CPC technology class · F16

F16P — Safety Devices IN General

Safety devices in general; ; safety devices for presses. 783 US utility patents granted 2015–2025, with the leading assignees and year-by-year filing trajectory.

783
US patents granted
F16
Parent CPC class
20
Active assignees
+26%
5-yr velocity
Top assignee: SICK AG (33 patents)

CPC subclass F16P — SAFETY DEVICES IN GENERAL; ; SAFETY DEVICES FOR PRESSES — covers 783 US utility patents granted between 2015 and 2025 according to USPTO PatentsView records. This subclass sits within the broader CPC class F16 (ENGINEERING ELEMENTS AND UNITS; GENERAL MEASURES FOR PRODUCING AND MAINTAINING EFFECTIVE FUNCTIONING OF MACHINES OR INSTALLATIONS; THERMAL INSULATION IN GENERAL), one of roughly 250 top-level technology categories in the Cooperative Patent Classification system jointly maintained by the USPTO and the European Patent Office. At the subclass level, four-character codes like F16P give the most practical resolution for tracking a specific technology domain without losing sight of adjacent filings. Every grant here has been classified by a USPTO examiner based on the technical disclosure in the patent specification.

The competitive landscape in F16P is shaped by 20 distinct companies actively filing in this space. SICK AG leads with 33 patents, followed by Pilz GmbH & Co. KG at 104 grants and Euchner GmbH + Co. KG at 25. Concentration at the top of the leaderboard indicates whether this technology area is dominated by a handful of incumbents or fragmented across many filers — a useful signal for investors evaluating competitive moats and for product teams mapping freedom-to-operate risk.

Filing trajectory matters as much as static counts. The yearly series on this page plots grants from 2015 through 2025, highlighting whether innovation in F16P is accelerating, plateauing, or cooling. Technology areas with rising post-2020 activity often reflect emerging markets or new platform shifts, while declining filings can signal mature domains where incremental improvement has slowed. Researchers, licensing professionals, and competitive-intelligence teams use these patterns — together with the top-assignee distribution — to decide where to invest, where to license, and where to avoid entanglement. All counts on this page come directly from USPTO PatentsView and reflect US granted utility patents only.

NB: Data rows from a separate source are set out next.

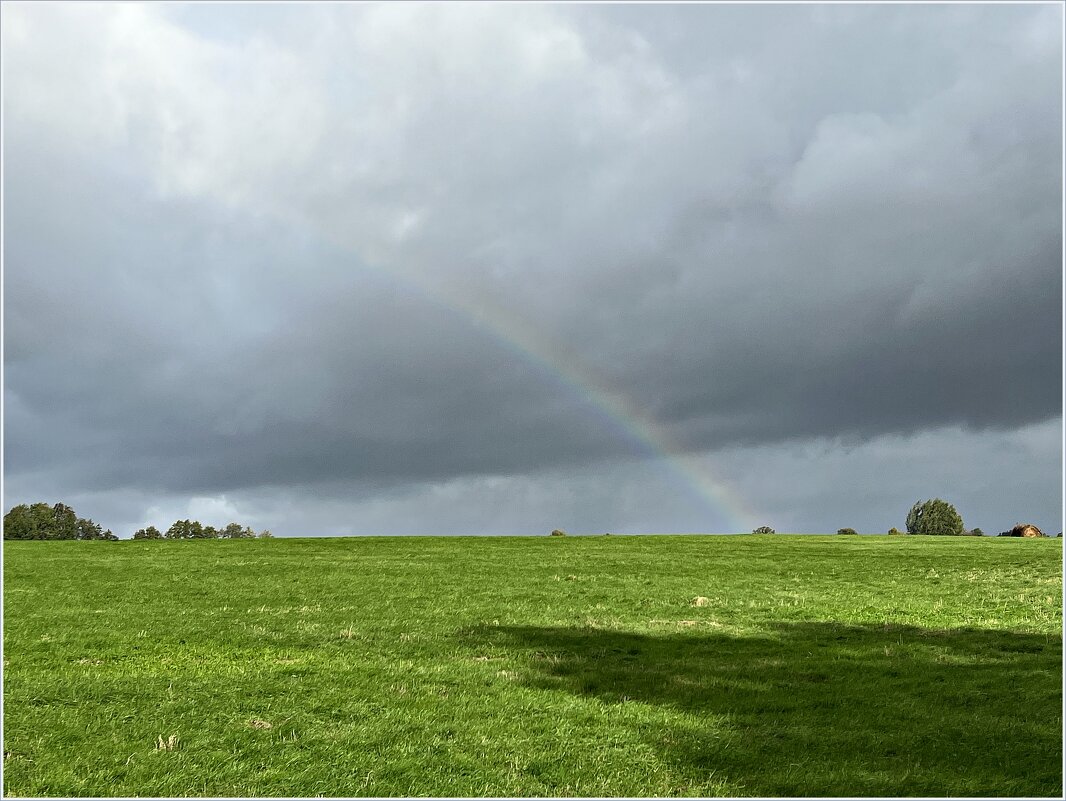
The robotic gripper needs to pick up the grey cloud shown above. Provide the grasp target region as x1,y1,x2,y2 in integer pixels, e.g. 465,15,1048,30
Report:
4,4,1062,539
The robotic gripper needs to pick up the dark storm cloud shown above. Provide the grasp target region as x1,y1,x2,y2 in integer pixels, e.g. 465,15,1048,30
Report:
3,4,1062,539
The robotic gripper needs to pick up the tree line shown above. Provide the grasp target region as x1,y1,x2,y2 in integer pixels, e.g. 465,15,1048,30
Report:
3,502,274,540
752,498,1062,536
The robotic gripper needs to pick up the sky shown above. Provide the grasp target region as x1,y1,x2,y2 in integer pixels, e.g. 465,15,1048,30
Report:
0,2,1063,538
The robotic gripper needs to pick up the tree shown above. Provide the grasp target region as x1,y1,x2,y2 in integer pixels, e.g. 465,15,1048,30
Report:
47,503,81,540
164,520,204,540
219,523,245,540
907,498,964,536
3,503,52,540
3,502,118,540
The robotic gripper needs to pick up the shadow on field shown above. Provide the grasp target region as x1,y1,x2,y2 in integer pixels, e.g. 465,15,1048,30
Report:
465,623,1062,797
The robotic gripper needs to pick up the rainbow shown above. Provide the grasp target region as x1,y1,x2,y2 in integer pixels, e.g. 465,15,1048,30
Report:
336,253,761,532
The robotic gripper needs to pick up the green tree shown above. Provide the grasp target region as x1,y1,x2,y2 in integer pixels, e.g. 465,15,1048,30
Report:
3,503,52,540
76,517,118,540
907,498,965,536
47,503,79,540
220,523,244,540
164,520,204,540
3,502,101,540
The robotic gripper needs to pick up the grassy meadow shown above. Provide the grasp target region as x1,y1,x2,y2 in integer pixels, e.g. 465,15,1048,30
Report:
3,535,1063,797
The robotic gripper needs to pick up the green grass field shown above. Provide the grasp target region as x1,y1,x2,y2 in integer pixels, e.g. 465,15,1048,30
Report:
3,535,1063,797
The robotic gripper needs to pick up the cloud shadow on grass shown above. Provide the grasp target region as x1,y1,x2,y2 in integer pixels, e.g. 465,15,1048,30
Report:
465,623,1063,798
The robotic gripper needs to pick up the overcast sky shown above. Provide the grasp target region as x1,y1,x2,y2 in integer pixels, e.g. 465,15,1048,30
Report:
2,2,1063,538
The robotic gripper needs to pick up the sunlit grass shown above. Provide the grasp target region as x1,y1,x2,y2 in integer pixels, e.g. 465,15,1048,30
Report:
3,536,1062,797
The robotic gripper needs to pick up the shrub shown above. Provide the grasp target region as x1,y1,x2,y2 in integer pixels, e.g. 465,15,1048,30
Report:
1011,523,1045,536
907,498,964,536
3,502,118,540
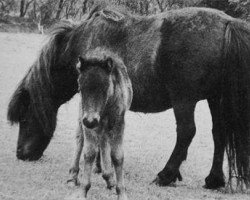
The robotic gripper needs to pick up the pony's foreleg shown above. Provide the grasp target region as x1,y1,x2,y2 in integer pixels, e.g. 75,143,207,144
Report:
67,122,84,186
154,102,196,186
83,134,98,198
204,98,226,189
111,126,128,200
100,136,115,189
93,148,102,174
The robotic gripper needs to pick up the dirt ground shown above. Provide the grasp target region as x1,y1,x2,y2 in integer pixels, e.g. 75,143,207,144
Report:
0,33,250,200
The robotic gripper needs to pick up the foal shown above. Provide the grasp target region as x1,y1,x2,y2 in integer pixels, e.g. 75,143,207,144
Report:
72,49,132,200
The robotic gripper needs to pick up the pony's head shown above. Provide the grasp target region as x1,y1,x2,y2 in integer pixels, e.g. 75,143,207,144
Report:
8,79,56,160
76,54,114,129
7,23,79,160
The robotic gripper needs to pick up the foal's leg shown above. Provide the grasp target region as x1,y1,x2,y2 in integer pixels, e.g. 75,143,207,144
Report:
100,136,115,189
83,134,98,198
204,98,226,189
93,148,102,174
111,125,127,200
154,102,196,186
67,122,84,186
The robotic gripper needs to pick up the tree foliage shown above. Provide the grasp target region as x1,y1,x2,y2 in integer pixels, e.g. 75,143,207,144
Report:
0,0,250,26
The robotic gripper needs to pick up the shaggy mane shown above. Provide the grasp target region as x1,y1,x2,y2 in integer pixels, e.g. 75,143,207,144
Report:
7,22,76,134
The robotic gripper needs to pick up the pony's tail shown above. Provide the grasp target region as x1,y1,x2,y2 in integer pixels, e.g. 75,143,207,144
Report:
221,21,250,190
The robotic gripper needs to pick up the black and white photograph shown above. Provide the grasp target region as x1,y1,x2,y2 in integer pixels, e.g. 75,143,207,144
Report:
0,0,250,200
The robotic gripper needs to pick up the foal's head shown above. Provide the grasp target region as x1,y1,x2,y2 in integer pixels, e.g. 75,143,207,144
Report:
77,57,114,129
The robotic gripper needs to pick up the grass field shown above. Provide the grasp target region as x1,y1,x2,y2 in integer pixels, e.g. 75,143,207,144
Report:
0,33,250,200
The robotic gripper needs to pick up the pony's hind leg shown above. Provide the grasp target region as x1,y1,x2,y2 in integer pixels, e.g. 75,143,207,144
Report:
100,136,115,189
153,102,196,186
67,122,84,186
204,98,226,189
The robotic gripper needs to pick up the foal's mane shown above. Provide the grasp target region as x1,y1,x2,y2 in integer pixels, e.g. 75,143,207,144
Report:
85,47,132,109
7,22,76,134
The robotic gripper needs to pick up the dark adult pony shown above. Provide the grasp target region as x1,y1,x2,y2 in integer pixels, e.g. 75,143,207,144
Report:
9,4,250,188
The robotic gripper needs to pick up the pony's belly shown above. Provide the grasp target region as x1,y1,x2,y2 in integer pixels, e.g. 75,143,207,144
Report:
130,91,172,113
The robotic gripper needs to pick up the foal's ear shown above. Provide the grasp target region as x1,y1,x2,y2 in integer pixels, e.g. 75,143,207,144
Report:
76,56,85,72
104,57,114,73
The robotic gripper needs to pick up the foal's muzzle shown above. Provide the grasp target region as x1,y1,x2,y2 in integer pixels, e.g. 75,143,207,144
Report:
82,118,99,129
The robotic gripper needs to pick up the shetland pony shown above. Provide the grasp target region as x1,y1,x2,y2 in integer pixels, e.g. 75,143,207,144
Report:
71,49,132,200
8,4,250,188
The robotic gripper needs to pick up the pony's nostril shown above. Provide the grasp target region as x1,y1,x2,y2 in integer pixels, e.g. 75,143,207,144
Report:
82,118,98,129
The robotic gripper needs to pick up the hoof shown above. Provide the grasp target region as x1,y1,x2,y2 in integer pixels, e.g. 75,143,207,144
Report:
102,173,116,190
203,174,225,190
106,179,116,190
67,178,80,187
64,191,86,200
152,170,182,186
93,165,102,174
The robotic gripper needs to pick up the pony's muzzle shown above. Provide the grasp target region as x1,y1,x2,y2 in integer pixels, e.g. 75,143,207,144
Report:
82,117,99,129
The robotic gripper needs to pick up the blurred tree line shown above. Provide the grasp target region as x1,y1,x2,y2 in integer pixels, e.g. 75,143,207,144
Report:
0,0,250,25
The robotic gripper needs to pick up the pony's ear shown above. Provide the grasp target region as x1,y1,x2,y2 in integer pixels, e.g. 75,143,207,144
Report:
76,56,86,72
104,57,114,73
7,85,30,124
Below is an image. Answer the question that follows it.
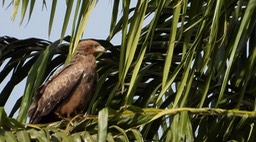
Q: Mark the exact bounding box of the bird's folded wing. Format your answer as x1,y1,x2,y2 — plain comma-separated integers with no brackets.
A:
28,64,84,117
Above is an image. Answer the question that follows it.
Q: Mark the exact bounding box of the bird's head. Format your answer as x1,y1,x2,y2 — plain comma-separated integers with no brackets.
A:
77,40,106,55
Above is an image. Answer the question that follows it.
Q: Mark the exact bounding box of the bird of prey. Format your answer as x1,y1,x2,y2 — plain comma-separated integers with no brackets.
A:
29,40,105,124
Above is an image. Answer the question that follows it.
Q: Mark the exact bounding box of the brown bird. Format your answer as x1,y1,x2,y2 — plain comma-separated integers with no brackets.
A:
29,40,105,124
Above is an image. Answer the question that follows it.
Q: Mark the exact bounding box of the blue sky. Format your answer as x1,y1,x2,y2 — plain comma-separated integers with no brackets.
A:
0,0,120,113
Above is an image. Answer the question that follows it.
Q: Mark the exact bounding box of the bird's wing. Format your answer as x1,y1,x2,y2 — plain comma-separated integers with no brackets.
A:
29,64,84,120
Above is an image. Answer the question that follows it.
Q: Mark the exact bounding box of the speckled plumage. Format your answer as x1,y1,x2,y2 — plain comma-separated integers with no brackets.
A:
29,40,105,123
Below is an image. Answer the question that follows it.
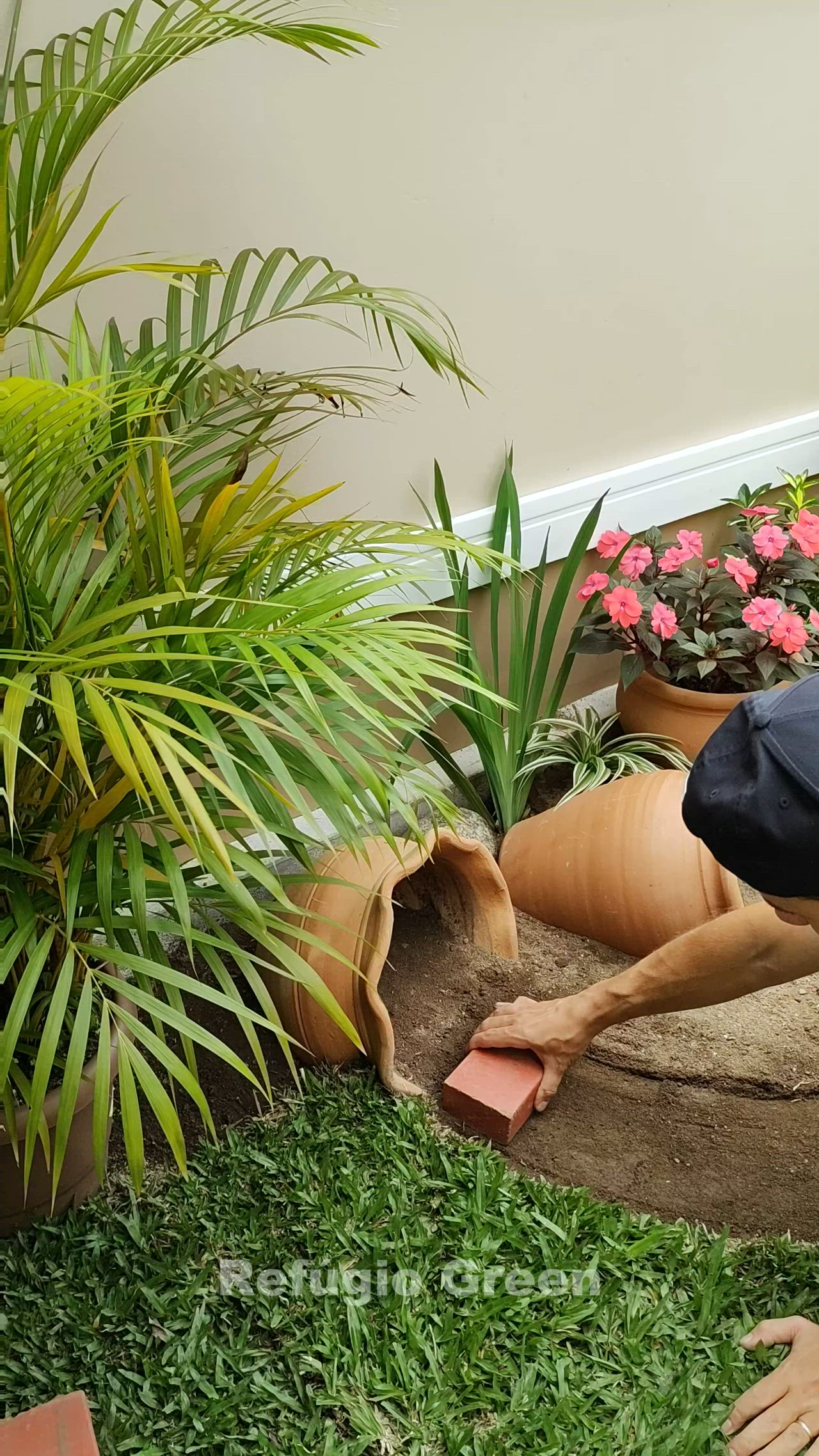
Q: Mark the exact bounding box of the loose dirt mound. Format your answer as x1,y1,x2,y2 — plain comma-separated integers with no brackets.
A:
380,908,819,1238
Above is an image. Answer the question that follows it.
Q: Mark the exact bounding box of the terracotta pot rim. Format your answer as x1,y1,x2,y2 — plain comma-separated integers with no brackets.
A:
632,669,752,712
0,965,124,1147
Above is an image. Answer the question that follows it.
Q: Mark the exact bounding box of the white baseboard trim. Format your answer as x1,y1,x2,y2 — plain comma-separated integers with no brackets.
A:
443,411,819,585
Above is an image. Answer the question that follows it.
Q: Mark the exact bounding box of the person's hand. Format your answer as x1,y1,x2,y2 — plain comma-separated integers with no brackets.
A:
723,1315,819,1456
469,995,598,1112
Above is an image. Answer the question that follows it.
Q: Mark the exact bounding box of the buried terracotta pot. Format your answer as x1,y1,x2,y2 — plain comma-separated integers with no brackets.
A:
0,1003,119,1239
500,769,742,955
616,673,752,760
262,828,518,1093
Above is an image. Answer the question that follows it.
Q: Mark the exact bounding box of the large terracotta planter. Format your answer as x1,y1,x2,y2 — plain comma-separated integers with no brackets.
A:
500,769,742,956
0,1027,118,1239
616,673,747,760
266,830,518,1093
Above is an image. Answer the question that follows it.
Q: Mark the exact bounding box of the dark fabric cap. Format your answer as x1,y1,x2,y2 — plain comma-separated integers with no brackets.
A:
682,673,819,898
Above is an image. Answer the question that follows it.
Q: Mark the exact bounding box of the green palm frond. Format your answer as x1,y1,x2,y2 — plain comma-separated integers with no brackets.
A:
422,452,602,833
0,0,473,436
521,708,691,803
0,379,489,1185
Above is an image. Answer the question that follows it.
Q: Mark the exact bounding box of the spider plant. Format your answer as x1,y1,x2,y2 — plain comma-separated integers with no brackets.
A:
0,379,489,1188
0,0,471,474
523,708,691,803
420,453,602,834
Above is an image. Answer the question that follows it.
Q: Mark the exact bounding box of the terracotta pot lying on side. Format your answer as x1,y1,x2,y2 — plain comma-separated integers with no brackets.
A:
616,673,747,760
500,769,742,956
264,830,518,1092
0,1027,118,1239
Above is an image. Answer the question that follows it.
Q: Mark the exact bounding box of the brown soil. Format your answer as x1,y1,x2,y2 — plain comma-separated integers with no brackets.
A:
380,908,819,1239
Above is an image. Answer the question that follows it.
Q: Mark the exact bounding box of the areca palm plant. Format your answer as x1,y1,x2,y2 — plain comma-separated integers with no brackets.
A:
0,379,484,1188
0,0,471,474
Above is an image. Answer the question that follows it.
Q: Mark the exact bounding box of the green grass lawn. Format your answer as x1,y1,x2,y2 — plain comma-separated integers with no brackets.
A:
0,1075,819,1456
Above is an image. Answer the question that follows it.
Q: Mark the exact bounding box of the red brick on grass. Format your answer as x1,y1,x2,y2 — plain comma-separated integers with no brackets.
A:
0,1391,99,1456
443,1047,544,1143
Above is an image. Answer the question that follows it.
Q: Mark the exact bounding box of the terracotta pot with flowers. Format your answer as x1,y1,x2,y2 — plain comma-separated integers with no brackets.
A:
577,476,819,757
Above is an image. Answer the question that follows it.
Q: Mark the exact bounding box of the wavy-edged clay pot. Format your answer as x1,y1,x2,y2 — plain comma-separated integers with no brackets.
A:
262,828,518,1093
0,1001,121,1239
616,673,747,759
500,769,742,955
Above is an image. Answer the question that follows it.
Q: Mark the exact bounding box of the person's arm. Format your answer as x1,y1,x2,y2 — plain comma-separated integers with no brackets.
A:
469,904,819,1111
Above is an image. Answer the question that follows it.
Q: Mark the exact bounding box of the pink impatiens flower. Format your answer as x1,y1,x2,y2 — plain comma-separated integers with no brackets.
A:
739,505,780,521
657,546,691,571
676,532,703,560
726,556,756,591
619,542,651,581
603,587,642,628
770,612,807,656
742,597,784,632
598,532,631,560
790,511,819,558
651,601,678,642
751,521,788,560
577,571,609,601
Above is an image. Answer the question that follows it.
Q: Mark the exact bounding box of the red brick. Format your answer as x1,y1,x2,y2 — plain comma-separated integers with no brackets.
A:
0,1391,99,1456
443,1048,544,1144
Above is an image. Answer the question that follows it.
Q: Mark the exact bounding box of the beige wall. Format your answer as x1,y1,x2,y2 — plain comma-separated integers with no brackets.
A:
9,0,819,514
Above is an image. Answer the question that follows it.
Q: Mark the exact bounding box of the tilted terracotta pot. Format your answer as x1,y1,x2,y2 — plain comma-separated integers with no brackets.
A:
500,769,742,955
616,673,747,760
0,1008,119,1239
259,830,518,1093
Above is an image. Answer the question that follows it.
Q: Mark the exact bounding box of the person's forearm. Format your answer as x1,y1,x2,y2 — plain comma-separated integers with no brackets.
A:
580,904,819,1034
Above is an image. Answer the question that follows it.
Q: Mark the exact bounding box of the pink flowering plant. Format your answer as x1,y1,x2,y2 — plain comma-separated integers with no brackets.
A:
577,476,819,693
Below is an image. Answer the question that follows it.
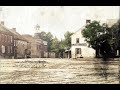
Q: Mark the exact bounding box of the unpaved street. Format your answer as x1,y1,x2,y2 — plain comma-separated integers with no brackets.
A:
0,58,119,84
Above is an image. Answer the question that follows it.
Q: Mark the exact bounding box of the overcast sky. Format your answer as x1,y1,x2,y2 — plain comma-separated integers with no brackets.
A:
0,6,119,39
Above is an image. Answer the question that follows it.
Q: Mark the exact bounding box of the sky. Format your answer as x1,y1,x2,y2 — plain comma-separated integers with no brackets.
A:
0,6,119,39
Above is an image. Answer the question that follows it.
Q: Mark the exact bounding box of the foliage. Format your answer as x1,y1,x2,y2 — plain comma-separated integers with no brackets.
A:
82,21,103,49
64,31,73,47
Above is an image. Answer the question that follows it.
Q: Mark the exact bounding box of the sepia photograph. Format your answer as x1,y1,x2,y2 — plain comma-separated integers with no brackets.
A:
0,6,120,84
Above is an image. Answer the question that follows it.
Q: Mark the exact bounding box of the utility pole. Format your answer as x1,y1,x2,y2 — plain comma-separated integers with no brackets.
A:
118,6,120,84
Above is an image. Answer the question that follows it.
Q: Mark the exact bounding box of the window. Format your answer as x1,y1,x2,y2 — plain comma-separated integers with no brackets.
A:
76,48,81,54
76,38,79,43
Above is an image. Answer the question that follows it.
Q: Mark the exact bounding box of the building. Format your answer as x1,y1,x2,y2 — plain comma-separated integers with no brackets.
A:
42,41,48,58
0,21,14,58
10,28,28,58
71,20,95,58
22,34,43,58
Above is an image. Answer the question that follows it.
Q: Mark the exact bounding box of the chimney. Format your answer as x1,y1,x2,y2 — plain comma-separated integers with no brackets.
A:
86,20,91,24
1,21,4,25
12,28,16,32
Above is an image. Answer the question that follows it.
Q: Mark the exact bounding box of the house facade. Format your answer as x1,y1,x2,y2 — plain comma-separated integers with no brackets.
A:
22,34,43,58
71,23,95,58
0,21,14,58
10,28,28,58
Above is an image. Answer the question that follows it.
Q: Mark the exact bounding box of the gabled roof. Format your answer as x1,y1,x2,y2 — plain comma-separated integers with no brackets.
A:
10,30,27,41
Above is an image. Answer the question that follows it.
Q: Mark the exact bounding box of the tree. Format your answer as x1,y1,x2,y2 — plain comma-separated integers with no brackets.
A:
82,21,118,57
82,21,103,49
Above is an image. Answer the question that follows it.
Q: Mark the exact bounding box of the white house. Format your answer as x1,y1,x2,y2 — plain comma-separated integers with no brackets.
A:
71,22,95,58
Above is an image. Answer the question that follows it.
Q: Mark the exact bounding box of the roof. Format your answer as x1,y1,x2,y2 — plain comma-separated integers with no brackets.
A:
43,41,47,45
0,24,14,35
106,19,118,27
71,25,86,37
22,34,37,42
10,30,27,41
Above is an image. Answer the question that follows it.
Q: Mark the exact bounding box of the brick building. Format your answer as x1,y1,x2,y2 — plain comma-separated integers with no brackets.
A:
10,28,28,58
22,35,44,58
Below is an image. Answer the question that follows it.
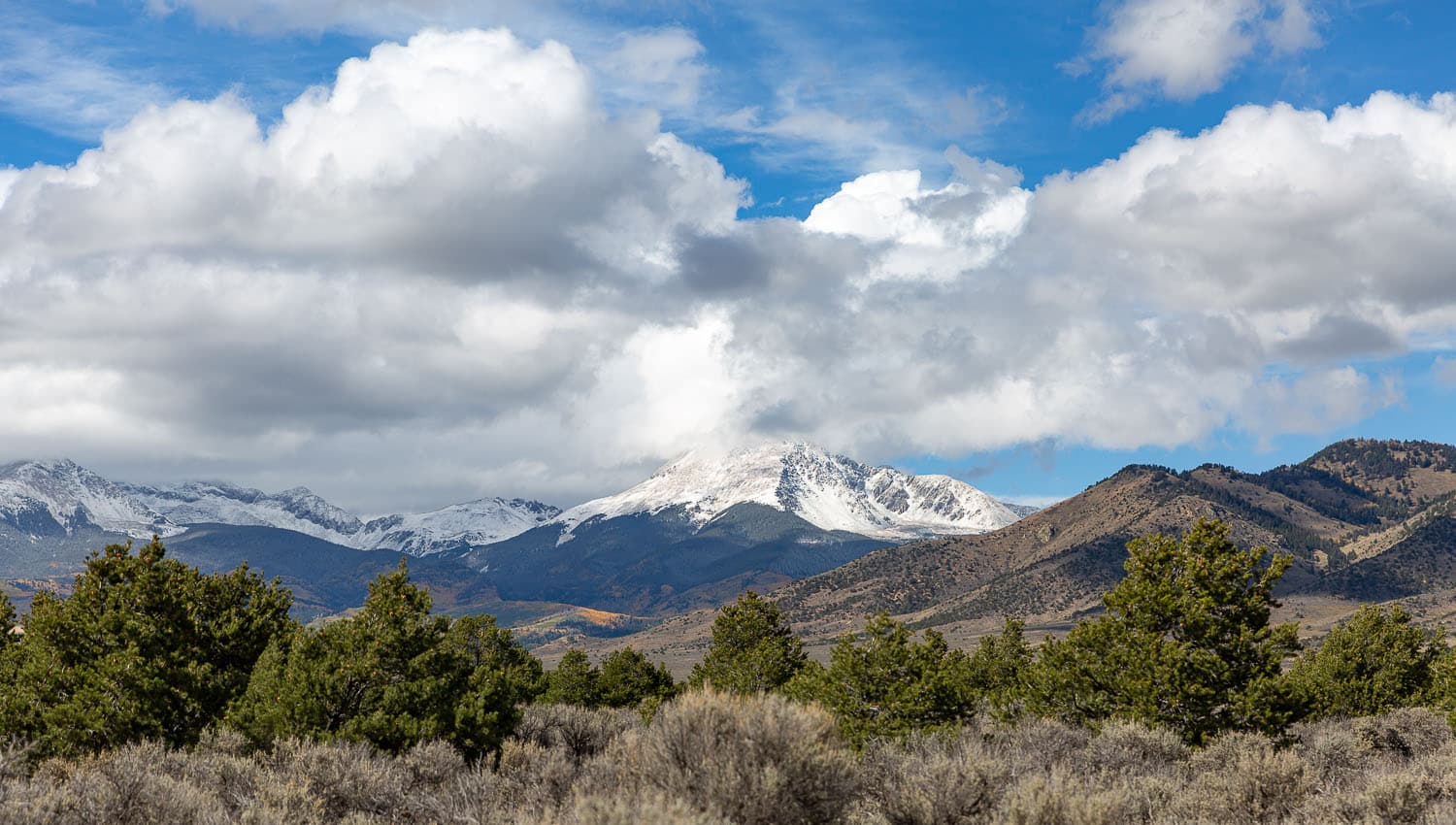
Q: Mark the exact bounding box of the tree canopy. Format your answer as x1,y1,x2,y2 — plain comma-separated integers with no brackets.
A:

Is F16P innovation accelerating?

US utility-patent grants per year in F16P, 2015–2025 — recent five years are up 26% versus 2015–2019.

5060708090 20152016201720182019202020212022202320242025 63

Who leads F16P?

The 12 most active assignees in SAFETY DEVICES IN GENERAL; ; SAFETY DEVICES FOR PRESSES — wider bars mean more grants

patents

What this shows Sick is the most active filer in F16P, holding 33 of the 783 patents in this class. Concentration at the top signals how contestable this technology area is for new entrants.

Source USPTO PatentsView — granted utility patents As of 2015–2025 grant years
View data table

About This Class

CPC subclass F16P belongs to class F16.

783 patents were granted in this class between 2015 and 2025.

20 companies actively patent in this space.

Classification System

Cooperative Patent Classification (CPC) is a hierarchical patent classification system used by the USPTO and EPO.

Frequently Asked Questions

What is CPC class F16P?
CPC subclass F16P covers SAFETY DEVICES IN GENERAL; ; SAFETY DEVICES FOR PRESSES. It belongs to CPC class F16 (ENGINEERING ELEMENTS AND UNITS; GENERAL MEASURES FOR PRODUCING AND MAINTAINING EFFECTIVE FUNCTIONING OF MACHINES OR INSTALLATIONS; THERMAL INSULATION IN GENERAL). The Cooperative Patent Classification is a hierarchical system used by the USPTO and European Patent Office to categorize patents by technology.
How many patents have been filed in F16P?
783 US utility patents were granted in CPC subclass F16P between 2015 and 2025, based on USPTO PatentsView data.
Which company holds the most patents in F16P?
SICK AG leads F16P with 33 patents, making it the most active assignee in this technology area.
How is patent data for F16P collected?
Patent data comes from USPTO PatentsView, a public research dataset maintained by the United States Patent and Trademark Office. It covers all US granted utility patents and assigns CPC codes based on the technology described in each patent.
What is the difference between CPC class and subclass?
A CPC class (e.g., F16) is a broad technology category. Subclasses like F16P provide finer granularity within that category. PlainPatent organizes data at the subclass level (4-character codes) for the most useful view of technology domains.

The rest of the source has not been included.